Shepherd, a retired major from the Bibb County Sheriff’s Office who won the District 7 seat, said he has received a call from Reichert, asking for support in the runoff, he said.
“We’re going to meet and talk,” Shepherd said. But whoever wins the disputed races, they’ll all have to learn to work together, he said. Shepherd also is trying to reach all the winners, but he’s known most candidates for some time or met them during the campaign, he said.
“There’s some quality people running,” Shepherd said.
He plans to heed advice from Bivins and Bechtel, and also will look to former City Councilman Theron Ussery and outgoing Councilman Tom Ellington for guidance.
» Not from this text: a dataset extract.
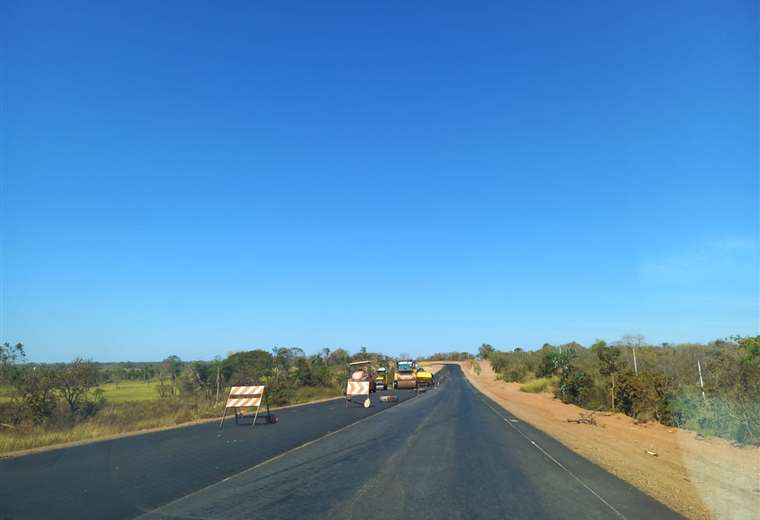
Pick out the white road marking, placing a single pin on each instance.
(555, 461)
First-time elected officials are required to take a half-week course through the Association County Commissioners of Georgia and the Carl Vinson Institute of Government, said Stacy Jones, associate director of governmental training, education and development at the Carl Vinson Institute. But that’s geared to normal county government election cycles, so the next session is scheduled for December 2014, she said.
“Many of the consolidated governments will choose not only to take that one but also to take the training offered by the Georgia Municipal Association,” Jones said.
Training through GMA is voluntary and will next be held in Athens and Tifton, said Amy Henderson, director of communications and marketing for the GMA.
“We will be offering classes in February and March,” she said.
Even before that, the Carl Vinson Institute and Association County Commissioners of Georgia have a variety of helpful but non-mandatory training scheduled, beginning Sept. 30, Jones said.